Premiums and fees in the Health Care segment increased 19% year over year to $3.4 billion, largely due to solid business retention and addition of new customers in Middle Market and Select customer segments. There was a net membership growth of 339,000, which included a higher mix of commercial and Medicare related risk businesses. However, the change in business mix also led to an increase in medical claims expense to $1.1 billion an increase of 54% from $715 million at the year end 2009.

Premiums and fees in the Disability and Life segment increased modestly by 1.4% year over year to $663 million, reflecting an increase in premiums from disability business, partially offset by lower business from the Life segment.

Premiums and fees in the International segment increased 19% year over year to $574 million, mainly attributable to new sales growth in the Life segment, supplemental health insurance and membership growth in the expatriate employee benefits business.
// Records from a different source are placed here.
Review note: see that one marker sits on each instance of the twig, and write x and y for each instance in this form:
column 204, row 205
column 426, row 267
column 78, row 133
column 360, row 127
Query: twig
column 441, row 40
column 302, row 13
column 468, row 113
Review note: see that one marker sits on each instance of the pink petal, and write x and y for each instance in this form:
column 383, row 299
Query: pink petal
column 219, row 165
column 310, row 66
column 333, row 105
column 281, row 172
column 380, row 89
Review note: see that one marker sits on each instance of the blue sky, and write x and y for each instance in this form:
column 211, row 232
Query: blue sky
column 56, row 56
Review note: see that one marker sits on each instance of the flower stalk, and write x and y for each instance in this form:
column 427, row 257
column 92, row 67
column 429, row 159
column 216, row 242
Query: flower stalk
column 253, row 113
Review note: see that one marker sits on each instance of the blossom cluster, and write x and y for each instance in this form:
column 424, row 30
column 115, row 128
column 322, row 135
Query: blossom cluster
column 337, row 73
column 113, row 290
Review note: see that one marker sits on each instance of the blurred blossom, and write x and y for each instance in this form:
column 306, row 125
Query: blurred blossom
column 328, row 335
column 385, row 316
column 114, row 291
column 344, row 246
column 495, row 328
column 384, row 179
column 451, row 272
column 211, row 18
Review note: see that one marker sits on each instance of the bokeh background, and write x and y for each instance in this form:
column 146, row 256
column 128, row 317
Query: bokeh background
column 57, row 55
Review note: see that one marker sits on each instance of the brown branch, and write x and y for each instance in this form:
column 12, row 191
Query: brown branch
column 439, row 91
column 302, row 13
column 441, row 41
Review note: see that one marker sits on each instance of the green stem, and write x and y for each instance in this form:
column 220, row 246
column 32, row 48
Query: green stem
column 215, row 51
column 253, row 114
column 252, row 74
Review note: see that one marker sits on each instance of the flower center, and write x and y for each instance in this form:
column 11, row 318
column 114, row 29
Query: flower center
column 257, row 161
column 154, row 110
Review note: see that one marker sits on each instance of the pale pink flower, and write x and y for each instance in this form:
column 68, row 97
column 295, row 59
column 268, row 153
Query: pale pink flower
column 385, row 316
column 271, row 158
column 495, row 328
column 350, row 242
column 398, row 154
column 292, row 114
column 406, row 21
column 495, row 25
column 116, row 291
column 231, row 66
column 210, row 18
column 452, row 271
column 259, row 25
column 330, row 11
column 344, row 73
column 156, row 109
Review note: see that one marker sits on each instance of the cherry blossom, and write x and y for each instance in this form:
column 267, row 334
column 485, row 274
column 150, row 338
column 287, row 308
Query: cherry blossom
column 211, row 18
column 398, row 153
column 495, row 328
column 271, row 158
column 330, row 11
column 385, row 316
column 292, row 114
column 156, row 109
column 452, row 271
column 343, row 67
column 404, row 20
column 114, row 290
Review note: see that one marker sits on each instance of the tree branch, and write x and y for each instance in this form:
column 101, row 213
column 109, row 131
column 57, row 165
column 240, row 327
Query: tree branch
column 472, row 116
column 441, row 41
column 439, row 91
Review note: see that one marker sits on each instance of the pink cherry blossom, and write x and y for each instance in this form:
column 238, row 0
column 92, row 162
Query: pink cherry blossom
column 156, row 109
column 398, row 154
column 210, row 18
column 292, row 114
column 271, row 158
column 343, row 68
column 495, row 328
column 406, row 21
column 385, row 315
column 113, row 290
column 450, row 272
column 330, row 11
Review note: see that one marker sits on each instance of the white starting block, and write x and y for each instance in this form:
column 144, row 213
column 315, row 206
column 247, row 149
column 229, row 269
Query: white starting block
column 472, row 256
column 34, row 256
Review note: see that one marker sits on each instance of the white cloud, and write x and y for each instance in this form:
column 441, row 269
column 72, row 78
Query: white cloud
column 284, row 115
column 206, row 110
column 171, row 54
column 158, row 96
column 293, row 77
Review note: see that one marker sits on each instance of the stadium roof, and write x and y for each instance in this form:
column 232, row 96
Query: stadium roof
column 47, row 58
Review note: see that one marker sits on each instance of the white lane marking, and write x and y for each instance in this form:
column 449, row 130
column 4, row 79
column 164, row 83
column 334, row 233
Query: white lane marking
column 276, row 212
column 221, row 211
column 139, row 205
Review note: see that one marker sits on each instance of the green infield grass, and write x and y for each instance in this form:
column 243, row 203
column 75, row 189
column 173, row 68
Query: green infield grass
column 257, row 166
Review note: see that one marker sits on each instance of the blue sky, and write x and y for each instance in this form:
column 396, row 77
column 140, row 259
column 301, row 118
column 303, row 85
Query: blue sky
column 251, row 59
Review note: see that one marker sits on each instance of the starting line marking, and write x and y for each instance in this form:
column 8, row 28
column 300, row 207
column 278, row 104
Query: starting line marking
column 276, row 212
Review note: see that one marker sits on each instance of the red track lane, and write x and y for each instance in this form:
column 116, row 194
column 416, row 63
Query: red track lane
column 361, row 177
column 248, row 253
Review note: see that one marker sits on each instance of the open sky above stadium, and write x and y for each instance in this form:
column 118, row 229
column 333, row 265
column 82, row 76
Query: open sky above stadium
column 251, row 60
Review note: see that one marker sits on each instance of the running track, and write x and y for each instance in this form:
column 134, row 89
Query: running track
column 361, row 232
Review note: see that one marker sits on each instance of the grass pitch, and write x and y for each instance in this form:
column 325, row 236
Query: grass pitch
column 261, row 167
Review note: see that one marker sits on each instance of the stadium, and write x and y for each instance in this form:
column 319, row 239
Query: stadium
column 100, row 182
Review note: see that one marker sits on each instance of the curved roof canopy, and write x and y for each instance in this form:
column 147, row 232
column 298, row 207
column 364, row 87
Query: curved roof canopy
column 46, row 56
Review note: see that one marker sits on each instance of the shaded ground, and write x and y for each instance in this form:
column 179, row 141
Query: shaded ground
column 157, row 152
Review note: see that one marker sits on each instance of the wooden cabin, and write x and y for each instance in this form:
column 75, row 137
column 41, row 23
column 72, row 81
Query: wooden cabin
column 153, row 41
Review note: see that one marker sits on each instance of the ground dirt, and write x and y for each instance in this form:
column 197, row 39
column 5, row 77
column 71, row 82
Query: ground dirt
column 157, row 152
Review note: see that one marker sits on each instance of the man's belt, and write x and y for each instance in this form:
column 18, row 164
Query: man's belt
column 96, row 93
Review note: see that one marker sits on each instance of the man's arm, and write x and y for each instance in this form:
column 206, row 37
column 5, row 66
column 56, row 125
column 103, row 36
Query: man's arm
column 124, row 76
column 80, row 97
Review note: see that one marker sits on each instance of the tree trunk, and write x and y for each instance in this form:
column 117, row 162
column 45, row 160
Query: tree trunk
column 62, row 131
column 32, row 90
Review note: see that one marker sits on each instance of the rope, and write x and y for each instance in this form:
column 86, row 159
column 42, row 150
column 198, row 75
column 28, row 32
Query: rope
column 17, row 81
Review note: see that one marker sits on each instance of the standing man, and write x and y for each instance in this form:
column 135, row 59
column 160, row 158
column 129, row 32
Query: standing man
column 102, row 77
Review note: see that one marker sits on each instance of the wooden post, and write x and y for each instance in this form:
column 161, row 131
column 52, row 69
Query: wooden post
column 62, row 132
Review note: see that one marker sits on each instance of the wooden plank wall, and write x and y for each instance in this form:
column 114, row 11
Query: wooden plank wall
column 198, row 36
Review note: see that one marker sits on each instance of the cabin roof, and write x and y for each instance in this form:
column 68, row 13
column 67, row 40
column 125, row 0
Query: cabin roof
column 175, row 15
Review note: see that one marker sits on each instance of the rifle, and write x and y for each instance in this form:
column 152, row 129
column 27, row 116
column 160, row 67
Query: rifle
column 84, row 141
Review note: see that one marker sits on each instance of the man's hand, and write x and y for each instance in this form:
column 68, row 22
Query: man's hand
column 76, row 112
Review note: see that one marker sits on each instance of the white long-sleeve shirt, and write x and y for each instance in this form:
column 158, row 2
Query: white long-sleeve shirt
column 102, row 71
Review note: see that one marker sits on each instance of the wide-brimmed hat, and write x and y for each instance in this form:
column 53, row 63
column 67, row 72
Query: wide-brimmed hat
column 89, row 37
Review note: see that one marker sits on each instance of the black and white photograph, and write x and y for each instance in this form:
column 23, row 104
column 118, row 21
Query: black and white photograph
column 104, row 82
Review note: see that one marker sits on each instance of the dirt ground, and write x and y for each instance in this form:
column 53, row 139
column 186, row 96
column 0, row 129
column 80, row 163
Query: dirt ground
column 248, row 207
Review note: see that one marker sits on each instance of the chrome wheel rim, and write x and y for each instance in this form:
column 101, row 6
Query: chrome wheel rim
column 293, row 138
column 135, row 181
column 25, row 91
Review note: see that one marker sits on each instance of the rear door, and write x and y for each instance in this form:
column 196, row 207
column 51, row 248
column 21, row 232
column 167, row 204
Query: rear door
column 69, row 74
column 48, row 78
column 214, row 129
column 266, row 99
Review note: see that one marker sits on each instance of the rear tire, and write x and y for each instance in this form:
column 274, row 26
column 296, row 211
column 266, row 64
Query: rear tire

CIGNA's International business growth augurs well and we view it as a catalyst for future growth.

2010 Outlook

Management expects full year operating earnings to lie between $4.35 and $4.50 per share, up from $4.10−$4.40 in the previous guidance.

Consolidated operating income is expected to come around $1.20 billion to $1.25 billion ($1.13 to $1.21 billion previously), out of which $825 to $855 million ($765 million to $825 million previously) will come from Health Care segment, while $510 million to $530 million (unchanged relative to previous guidance) is expected to come from Group Disability and Life & International segments. Medical membership is expected to grow by approximately 3.5%, up from 3.0% previously.

Peer UnitedHealth Group (UNH), which was the first to kick off the earnings season for the sector, fared better than the Zacks Consensus Estimate due to lower medical utilization. Others such as Aetna Inc. (AET), Coventry Health Care Inc. (CVH), WellPoint Inc. (WLP) and Humana Inc. (HUM) are yet to report their third quarter results.

CIGNA had put a nice streak of earnings with an average positive surprise of 16.78% for the past four quarters.

CIGNA has reported favorable results for the first nine months of 2010. However, concerns regarding the state of the global economy and the impact of the US Health Care Reform Act remains. But we note that CIGNA is more "reform resistant" than other health insurers due to its relatively low enrollment in Medicare Advantage and individual or small group insurance products, two product lines that are perceived as vulnerable to an overhaul push.

Also, a strong capital position, diverse revenue operations and continual share repurchases bode well for the company. We maintain an Outperform rating on the shares, which carry a Zacks #2 Rank, translating into a Buy recommendation over the near term (1−3 months) and indicating a slight upward directional pressure in the near term.

Shares were down 0.50% to $35.66 in before-market trading on NYSE.